Most worryingly, Andropov considered employing a "'forgotten division' concept, whereby Moscow would secretly forward-deploy an SS-20 intermediate-range missile unit only to allow it to be 'discovered' and bargained away in SDI negotiations."
All of these potential Russian responses to an SDI would have brought dangerous uncertainty to the Cold War's ever-fragile balance of power.
A 1987 CIA assessment cited in the paper concluded the Soviets had in fact been researching technologies in preparation for an operational SDI of their own. The SDI never became a reality and the paper implies that one of the initiative's more tangible consequences was forcing a cash-strapped and slowly-collapsing Soviet Union to dedicate scarce resources to an as-yet conjectural problem.
Though it turns out Moscow might not have had the resources to make missile defense a reality, the dilemma the paper identifies is still a real one: by trying to make itself more safe the US might have altered the strategic environment in a way that actually made the country less safe.

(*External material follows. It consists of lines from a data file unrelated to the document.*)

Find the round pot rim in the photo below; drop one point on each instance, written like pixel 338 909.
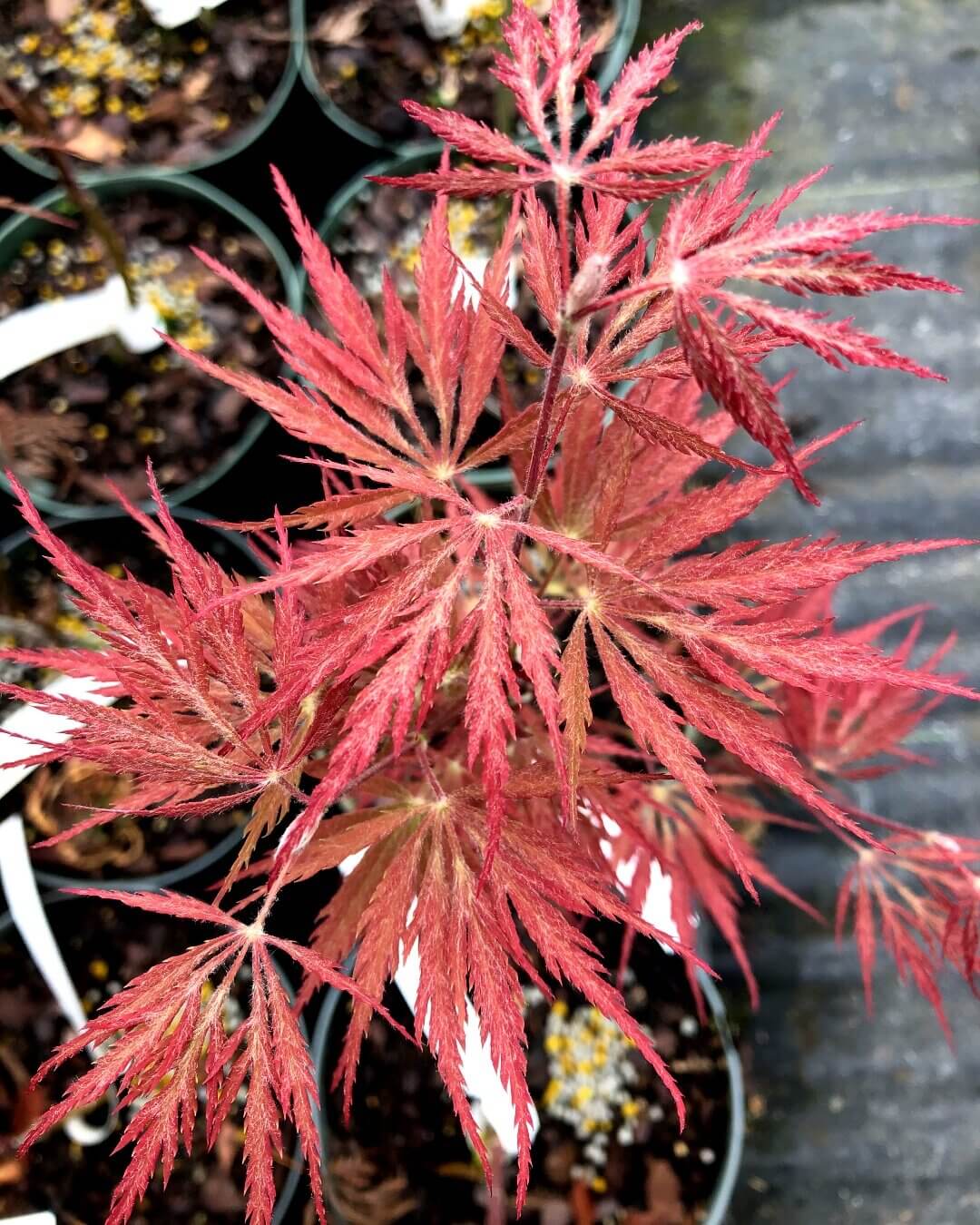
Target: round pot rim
pixel 728 1176
pixel 198 189
pixel 294 1175
pixel 92 175
pixel 154 881
pixel 615 56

Strategic defense didn't end the arms race and instead it threatened to begin another and radically different one, only with dynamics and an internal logic that were unknowable to both sides.
This was most starkly on display during the US-Soviet "war scare" of 1983, when concerns over SDI might have caused the Soviet military to go on a heightened and possibly quite dangerous state of alert.
"The argument against [missile defense] is that it disrupts the balance of deterrence," Nate Jones, a scholar at George Washington University's National Security Archive and an expert on the 1983 war scare told Business Insider. "Russia was worried that if there's nuclear parity and one side is suddenly at a disadvantage because of so-called missile defense, it would upsets the decades of money and resources that they put into deterrence."
This disruption wouldn't even come with the advantage of added security for the US, given how unproven strategic missile defense technology still is.
"These systems don't provide absolute security," says Jones "and the destabilizing effects quite possibly outweigh the stabilizing effect."
The Studies in Intelligence paper closes with a quote from Andropov that gets at the troubling flip-side of the advantages that missile defense could offer.
"All attempts at achieving military superiority over the USSR are futile," the Soviet leader said in March of 1983. "The Soviet Union will never allow them to succeed."
On SDI, the Soviet Union of the 1980s didn't have the means or the initiative to follow through on this kind of threat. But that doesn't make the mindset behind it any less alarming.